Stervbo Ulrik, Pohlmann Dominika, Baron Udo, Bozzetti Cecilia, Jürchott Karsten, Mälzer Julia Nora, Nienen Mikalai, Olek Sven, Roch Toralf, Schulz Axel Ronald, Warth Sarah, Neumann Avidan, Thiel Andreas, Grützkau Andreas, Babel Nina
Berlin-Brandenburg Center for Regenerative Therapies, Charité -Universitätsmedizin Berlin, Augustenburger Platz 1, Berlin, Germany.
Center for Translational Medicine, Medical Clinic I, Marien Hospital Herne, University Hospital of the Ruhr-University Bochum, Hölkeskampring 40, Herne, Germany.

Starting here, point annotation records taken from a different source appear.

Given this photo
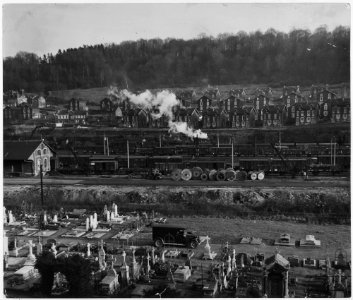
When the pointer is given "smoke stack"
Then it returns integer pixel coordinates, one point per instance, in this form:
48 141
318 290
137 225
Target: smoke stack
162 104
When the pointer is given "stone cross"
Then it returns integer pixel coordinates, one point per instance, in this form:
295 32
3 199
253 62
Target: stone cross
133 254
91 221
10 217
207 242
53 248
148 264
87 224
163 255
153 256
229 263
234 261
39 247
5 217
30 248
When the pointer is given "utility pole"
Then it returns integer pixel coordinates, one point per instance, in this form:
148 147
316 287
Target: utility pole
232 153
128 154
41 185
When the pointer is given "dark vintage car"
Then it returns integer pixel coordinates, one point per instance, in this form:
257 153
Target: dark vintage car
167 234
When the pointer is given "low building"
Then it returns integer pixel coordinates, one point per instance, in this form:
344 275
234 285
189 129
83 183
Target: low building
110 283
340 111
204 103
26 157
272 116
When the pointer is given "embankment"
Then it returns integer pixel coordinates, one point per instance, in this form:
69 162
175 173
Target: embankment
317 204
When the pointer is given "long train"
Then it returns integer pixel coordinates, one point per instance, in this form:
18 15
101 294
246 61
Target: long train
143 164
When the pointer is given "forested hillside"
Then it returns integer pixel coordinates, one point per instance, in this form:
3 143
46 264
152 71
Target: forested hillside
299 57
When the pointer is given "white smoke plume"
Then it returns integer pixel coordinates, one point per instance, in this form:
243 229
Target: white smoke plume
113 91
164 102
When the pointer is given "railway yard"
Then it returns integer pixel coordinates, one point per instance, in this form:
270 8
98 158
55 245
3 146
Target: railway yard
246 251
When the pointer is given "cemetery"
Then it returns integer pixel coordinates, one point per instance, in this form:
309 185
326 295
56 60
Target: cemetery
121 253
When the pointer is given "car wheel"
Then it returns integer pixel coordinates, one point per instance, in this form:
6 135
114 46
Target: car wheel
158 243
193 244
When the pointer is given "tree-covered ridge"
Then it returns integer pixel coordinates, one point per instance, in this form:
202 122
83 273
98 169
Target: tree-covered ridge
300 57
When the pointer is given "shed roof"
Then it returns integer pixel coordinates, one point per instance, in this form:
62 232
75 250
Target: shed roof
19 150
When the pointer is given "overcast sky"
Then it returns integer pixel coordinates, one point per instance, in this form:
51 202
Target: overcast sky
46 28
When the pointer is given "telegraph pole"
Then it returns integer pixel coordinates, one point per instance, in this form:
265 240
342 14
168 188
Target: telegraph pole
41 185
128 154
232 153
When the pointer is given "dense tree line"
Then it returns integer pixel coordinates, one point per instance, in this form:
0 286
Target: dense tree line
298 57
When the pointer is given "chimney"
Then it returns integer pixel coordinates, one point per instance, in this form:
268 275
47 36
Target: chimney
344 91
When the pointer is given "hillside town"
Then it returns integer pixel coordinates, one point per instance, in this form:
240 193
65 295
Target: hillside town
176 150
208 109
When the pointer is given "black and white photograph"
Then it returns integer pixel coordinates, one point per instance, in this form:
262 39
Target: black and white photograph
176 150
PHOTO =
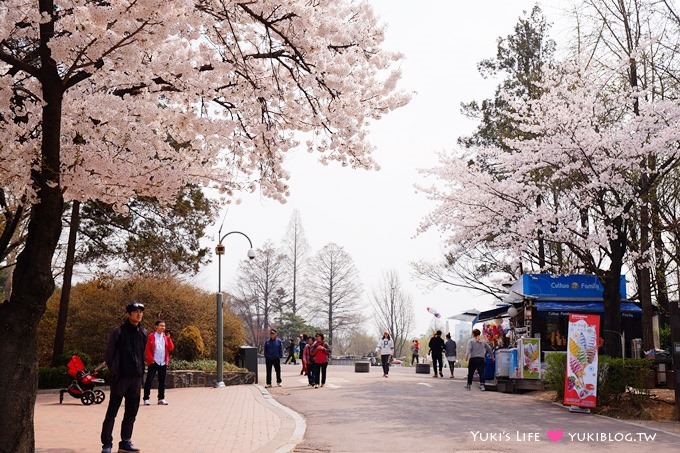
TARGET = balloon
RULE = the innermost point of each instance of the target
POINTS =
(434, 312)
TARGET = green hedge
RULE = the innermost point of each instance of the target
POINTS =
(614, 376)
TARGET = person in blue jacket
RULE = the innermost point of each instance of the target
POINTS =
(273, 353)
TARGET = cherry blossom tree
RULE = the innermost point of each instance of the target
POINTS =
(585, 151)
(112, 100)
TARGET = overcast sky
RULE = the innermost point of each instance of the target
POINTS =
(374, 215)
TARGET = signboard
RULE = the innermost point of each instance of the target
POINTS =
(530, 357)
(566, 287)
(580, 382)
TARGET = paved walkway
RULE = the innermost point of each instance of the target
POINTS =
(237, 419)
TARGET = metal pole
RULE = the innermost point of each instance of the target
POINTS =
(220, 327)
(220, 343)
(219, 331)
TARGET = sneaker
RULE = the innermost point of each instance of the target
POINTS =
(127, 447)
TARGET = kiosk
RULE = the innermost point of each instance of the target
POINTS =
(532, 321)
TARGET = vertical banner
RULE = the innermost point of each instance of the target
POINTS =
(580, 382)
(530, 357)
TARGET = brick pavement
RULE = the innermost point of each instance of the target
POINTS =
(234, 419)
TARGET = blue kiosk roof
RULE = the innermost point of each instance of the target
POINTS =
(563, 293)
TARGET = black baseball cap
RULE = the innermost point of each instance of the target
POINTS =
(134, 306)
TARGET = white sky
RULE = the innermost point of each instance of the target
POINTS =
(374, 215)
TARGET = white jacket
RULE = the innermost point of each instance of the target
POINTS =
(385, 346)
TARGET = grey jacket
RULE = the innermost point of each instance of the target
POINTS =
(477, 348)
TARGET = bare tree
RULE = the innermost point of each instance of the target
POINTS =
(259, 291)
(394, 309)
(335, 289)
(295, 248)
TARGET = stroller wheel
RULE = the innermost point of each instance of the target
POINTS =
(99, 396)
(88, 397)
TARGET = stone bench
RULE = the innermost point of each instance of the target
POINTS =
(362, 366)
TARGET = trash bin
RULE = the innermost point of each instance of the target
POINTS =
(362, 366)
(422, 368)
(247, 358)
(636, 347)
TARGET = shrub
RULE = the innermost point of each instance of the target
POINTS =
(209, 366)
(97, 306)
(614, 376)
(189, 345)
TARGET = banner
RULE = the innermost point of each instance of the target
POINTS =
(580, 382)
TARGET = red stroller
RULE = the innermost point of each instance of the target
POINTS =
(83, 383)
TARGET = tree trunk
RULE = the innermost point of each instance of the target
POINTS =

PLoS One. 2017 Jul 11;12(7):e0181161. doi: 10.1371/journal.pone.0181161. eCollection 2017.
Immunosenescence is a hallmark of the aging immune system and is considered the main cause of a reduced vaccine efficacy in the elderly. Although γδ T cells can become activated by recombinant influenza hemagglutinin, their age-related immunocompetence during a virus-induced immune response has so far not been investigated. In this study we evaluate the kinetics of γδ T cells after vaccination with the trivalent 2011/2012 northern hemisphere seasonal influenza vaccine. We applied multi-parametric flow cytometry to a cohort of 21 young (19-30 years) and 23 elderly (53-67 years) healthy individuals. Activated and proliferating γδ T cells, as identified by CD38 and Ki67 expression, were quantified on the days 0, 3, 7, 10, 14, 17, and 21. We observed a significantly lower number of activated and proliferating γδ T cells at baseline and following vaccination in elderly as compared to young individuals. The kinetics changes of activated γδ T cells were much stronger in the young, while corresponding changes in the elderly occurred slower. In addition, we observed an association between day 21 HAI titers of influenza A and the frequencies of Ki67+ γδ T cells at day 7 in the young. In conclusion, aging induces alterations of the γδ T cell response that might have negative implications for vaccination efficacy.
免疫衰老乃衰老免疫系统的一个标志,被视为老年人疫苗效力降低的主要原因。尽管γδ T细胞可被重组流感血凝素激活,但迄今为止,尚未对其在病毒诱导的免疫反应过程中与年龄相关的免疫能力进行研究。在本研究中,我们评估了接种2011/2012年北半球三价季节性流感疫苗后γδ T细胞的动力学变化。我们对21名年轻(19 - 30岁)和23名老年(53 - 67岁)健康个体组成的队列应用了多参数流式细胞术。通过CD38和Ki67表达鉴定出的活化和增殖γδ T细胞,在第0、3、7、10、14、17和21天进行定量分析。我们观察到,与年轻个体相比,老年人在基线时以及接种疫苗后活化和增殖的γδ T细胞数量显著更低。年轻个体中活化γδ T细胞的动力学变化更为强烈,而老年人相应的变化则发生得较慢。此外,我们观察到年轻个体中甲型流感第21天的血凝抑制(HAI)滴度与第7天Ki67 + γδ T细胞频率之间存在关联。总之,衰老会引发γδ T细胞反应的改变,这可能对疫苗接种效力产生负面影响。